The selection of business fields must also comply with the Indonesian Standard Classification of Industrial Fields (KBLI). Not all sectors are open to foreign investors, as some fields are closed or have limited ownership. This list is contained in a presidential regulation and is updated based on development needs. Investors must ensure their business plans align with the KBLI to avoid permit rejections. With proper planning, companies can operate more quickly and avoid regulatory hurdles.
The entire licensing process is conducted through the Online Single Submission (OSS) system. Investors upload documents such as the deed of establishment, shareholder identification, proof of capital, and a valid office address. The office cannot be a virtual office; a verifiable physical address is required. After the documents are reviewed, the system issues a Business Identification Number (NIB). The NIB serves as the company’s official identification and the basis for obtaining additional permits. Without a NIB, a company cannot operate legally. Through the OSS, the previously lengthy licensing process is now simpler and more integrated.
In addition to the NIB, companies are also required to have a Taxpayer Identification Number (NPWP). The NPWP is used to fulfill tax obligations, both income tax and value-added tax. The NPWP is also required for opening a bank account, importing and exporting, and entering into business contracts. Tax-compliant companies are more likely to be trusted by local and international partners, which supports their long-term reputation.

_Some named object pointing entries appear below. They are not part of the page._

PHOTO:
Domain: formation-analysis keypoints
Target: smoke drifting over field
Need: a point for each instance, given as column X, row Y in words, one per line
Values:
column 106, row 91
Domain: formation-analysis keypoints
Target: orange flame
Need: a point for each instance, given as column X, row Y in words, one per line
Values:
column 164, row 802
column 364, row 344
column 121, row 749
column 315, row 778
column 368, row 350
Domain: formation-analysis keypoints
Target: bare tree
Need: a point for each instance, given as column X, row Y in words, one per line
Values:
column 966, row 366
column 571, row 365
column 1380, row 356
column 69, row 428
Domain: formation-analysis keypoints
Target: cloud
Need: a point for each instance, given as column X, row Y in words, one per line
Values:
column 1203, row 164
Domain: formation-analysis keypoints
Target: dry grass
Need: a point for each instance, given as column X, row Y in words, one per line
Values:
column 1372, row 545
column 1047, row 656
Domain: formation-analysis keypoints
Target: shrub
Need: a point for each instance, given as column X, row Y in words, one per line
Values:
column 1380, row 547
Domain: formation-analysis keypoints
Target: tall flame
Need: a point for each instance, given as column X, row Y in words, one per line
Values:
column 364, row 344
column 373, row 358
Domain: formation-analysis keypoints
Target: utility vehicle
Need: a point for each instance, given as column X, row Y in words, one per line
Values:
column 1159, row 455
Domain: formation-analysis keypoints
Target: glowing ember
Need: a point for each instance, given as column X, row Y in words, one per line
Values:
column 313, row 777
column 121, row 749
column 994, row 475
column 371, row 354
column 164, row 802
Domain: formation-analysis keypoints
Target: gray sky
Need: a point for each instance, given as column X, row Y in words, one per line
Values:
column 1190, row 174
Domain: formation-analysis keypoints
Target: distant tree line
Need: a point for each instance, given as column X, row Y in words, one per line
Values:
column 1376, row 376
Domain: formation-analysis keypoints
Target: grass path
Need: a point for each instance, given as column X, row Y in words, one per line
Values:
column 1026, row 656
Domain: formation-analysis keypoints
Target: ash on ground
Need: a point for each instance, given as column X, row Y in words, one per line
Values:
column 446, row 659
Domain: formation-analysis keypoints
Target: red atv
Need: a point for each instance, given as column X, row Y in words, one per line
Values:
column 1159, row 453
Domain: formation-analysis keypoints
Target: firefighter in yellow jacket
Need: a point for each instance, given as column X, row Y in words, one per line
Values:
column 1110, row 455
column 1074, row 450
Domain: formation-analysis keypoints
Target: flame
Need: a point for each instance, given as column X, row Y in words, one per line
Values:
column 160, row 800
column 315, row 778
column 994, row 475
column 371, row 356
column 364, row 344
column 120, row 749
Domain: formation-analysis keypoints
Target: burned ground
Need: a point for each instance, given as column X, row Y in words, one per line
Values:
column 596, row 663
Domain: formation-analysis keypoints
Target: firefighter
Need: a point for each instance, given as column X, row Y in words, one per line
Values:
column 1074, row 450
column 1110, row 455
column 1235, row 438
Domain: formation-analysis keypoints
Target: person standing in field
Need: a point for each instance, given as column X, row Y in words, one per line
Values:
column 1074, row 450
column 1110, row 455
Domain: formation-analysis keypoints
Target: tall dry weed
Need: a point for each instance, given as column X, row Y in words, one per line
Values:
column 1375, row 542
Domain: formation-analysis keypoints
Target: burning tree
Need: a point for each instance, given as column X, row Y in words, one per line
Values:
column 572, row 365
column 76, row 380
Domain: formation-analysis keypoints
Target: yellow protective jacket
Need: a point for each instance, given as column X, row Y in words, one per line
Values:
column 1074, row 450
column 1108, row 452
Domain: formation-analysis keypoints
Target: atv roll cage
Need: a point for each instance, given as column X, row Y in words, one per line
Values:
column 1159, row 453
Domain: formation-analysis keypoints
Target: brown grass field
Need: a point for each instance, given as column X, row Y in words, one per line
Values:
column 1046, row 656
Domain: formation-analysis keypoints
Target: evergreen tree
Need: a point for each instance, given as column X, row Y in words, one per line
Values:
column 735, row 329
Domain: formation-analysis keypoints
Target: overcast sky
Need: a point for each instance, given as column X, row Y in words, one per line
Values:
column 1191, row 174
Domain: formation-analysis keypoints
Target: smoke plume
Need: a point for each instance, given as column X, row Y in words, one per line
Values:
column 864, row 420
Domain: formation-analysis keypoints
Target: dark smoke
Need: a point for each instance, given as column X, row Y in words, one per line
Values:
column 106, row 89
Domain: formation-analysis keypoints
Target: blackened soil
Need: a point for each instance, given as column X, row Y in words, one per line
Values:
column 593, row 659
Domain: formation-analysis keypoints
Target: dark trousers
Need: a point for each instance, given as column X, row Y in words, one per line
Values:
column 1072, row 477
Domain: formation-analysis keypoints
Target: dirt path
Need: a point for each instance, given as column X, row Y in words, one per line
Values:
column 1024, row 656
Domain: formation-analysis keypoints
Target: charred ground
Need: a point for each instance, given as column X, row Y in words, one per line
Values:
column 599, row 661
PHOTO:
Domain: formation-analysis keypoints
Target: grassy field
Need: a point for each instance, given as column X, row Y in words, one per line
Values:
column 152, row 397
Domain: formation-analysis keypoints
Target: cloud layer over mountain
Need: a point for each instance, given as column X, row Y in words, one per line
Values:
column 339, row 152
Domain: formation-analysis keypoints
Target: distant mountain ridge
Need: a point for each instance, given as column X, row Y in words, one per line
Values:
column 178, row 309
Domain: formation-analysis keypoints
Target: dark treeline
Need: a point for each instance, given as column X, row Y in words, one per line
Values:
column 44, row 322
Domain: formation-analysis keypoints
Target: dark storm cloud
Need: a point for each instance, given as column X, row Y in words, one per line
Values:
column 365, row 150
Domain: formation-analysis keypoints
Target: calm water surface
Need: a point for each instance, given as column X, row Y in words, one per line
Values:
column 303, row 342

After officially operating, PT PMA (Foreign Investment Company) must submit an Investment Activity Report (LKPM) to the Investment Coordinating Board (BKPM) periodically, usually quarterly. This report contains investment realization and business developments. The LKPM serves as a monitoring instrument to ensure foreign investment commitments are fully implemented. If reports are not submitted, the government can impose administrative sanctions ranging from warnings to permit suspension. This mechanism is expected to align foreign investment with national development goals and provide measurable positive impacts.
Overall, the requirements for establishing a PT PMA include company structure, minimum capital, selection of business fields according to the KBLI (Indonesian Investment Credit System), licensing through the OSS (Owner Registration Number), issuance of a Business Identification Number (NIB), ownership of a Taxpayer Identification Number (NPWP), a physical office, and the obligation to submit the LKPM. This process is lengthy, but it provides legal certainty and full access to the Indonesian market. Strict regulations are not intended as obstacles, but rather as a form of oversight to ensure foreign capital truly supports economic growth, creates jobs, and maintains healthy business competition. By meeting all these requirements, PT PMA can operate legally and be part of Indonesia’s sustainable development.